The IP Logs screen is a security audit trail — it records account activity along with the IP address it came from. Open it from Reports → IP Logs in the sidebar.
IP Logs only record activity while IP Logging is switched on. Turn it on under Settings → IP Access — see Security and Spam Protection.
What the log records
Each entry in the table shows:
| Column | What it means |
|---|---|
| IP | The IP address the action came from. |
| Country | The country that IP address is located in. |
| Device | The browser and device used. |
| The email address involved in the action. | |
| Time | When it happened. |
| Type | The kind of action — Login, Register, Password Reset, or Logout. |
| Message | The result, such as success or failure. |
Filtering the log
Use the Type filter above the table to narrow the list down to a single kind of action — for example, only Login attempts. The table's own search box lets you search by IP address, email, or message text.
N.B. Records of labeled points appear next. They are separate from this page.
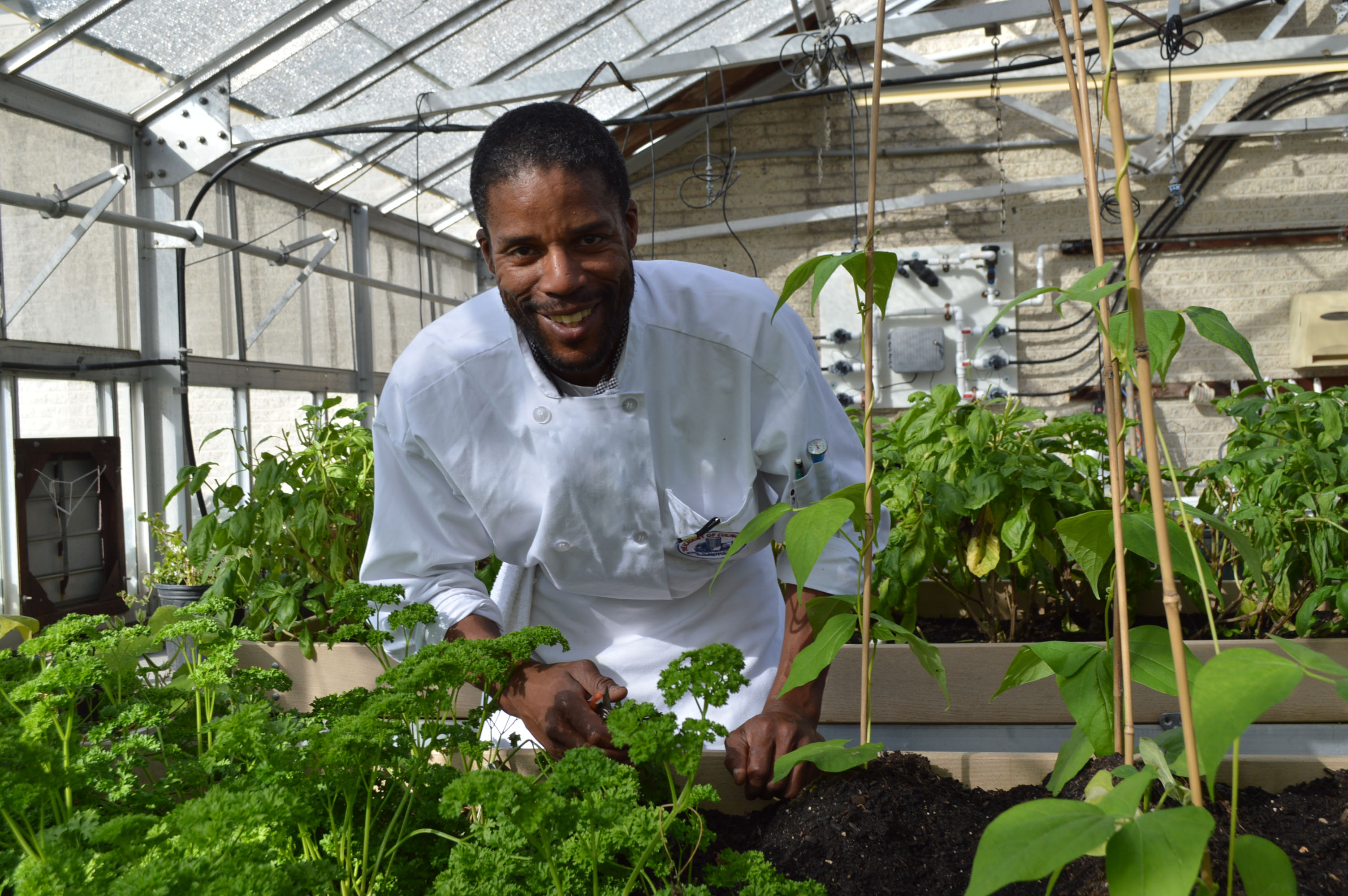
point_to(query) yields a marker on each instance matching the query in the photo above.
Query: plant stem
(1076, 73)
(1235, 799)
(1146, 405)
(868, 360)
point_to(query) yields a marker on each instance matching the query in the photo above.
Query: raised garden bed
(902, 827)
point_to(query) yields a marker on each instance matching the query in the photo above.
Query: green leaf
(1265, 870)
(1065, 658)
(820, 653)
(1251, 556)
(1309, 659)
(809, 531)
(1088, 539)
(823, 273)
(797, 278)
(1158, 855)
(1025, 668)
(1214, 325)
(828, 756)
(825, 607)
(1153, 663)
(927, 655)
(1033, 840)
(856, 495)
(985, 553)
(26, 625)
(1140, 537)
(1072, 758)
(1165, 336)
(1006, 309)
(886, 266)
(1122, 802)
(755, 529)
(1232, 690)
(1089, 697)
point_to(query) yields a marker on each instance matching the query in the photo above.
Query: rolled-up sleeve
(424, 535)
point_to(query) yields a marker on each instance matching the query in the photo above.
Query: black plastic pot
(180, 594)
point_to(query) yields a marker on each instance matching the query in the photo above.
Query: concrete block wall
(1297, 181)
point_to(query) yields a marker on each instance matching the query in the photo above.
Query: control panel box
(943, 301)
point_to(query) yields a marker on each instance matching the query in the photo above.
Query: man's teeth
(570, 319)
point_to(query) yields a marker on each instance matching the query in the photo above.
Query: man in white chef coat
(610, 425)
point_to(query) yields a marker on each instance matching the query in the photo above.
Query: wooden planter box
(332, 672)
(903, 693)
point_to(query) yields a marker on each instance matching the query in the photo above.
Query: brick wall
(1297, 181)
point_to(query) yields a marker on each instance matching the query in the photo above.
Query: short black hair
(546, 135)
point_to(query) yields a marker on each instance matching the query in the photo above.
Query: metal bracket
(119, 176)
(329, 239)
(165, 241)
(186, 137)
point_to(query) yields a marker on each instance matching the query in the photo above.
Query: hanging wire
(716, 173)
(997, 102)
(823, 53)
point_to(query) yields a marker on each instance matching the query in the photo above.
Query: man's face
(561, 254)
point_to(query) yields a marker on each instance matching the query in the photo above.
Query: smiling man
(610, 426)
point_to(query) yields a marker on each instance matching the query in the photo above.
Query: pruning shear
(601, 704)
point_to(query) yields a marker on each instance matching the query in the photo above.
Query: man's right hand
(553, 702)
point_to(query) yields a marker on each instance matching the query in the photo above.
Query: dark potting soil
(899, 828)
(1046, 627)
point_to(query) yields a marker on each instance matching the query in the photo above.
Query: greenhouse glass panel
(91, 298)
(57, 409)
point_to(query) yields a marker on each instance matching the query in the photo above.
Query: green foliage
(976, 495)
(181, 561)
(285, 549)
(584, 824)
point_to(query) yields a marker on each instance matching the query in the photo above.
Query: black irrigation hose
(648, 119)
(80, 368)
(1065, 358)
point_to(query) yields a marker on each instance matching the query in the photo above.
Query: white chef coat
(478, 453)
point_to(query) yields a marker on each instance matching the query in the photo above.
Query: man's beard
(617, 301)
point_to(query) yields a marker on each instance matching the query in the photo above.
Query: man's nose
(562, 273)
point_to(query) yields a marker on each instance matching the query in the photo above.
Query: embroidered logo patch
(713, 546)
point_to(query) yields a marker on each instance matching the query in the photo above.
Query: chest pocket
(699, 538)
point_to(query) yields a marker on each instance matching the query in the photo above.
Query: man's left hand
(754, 747)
Investigating suspicious activity
- Set the Type filter to Login.
- Look for repeated failed attempts from the same IP address or against the same email.
- If you find an address you want to block, copy the IP and add it to the blacklist under Settings → IP Access (see Security and Spam Protection).
Reviewing the IP Logs every so often is a good habit even on a quiet site — it is the quickest way to spot a brute-force attempt on your sign-in form.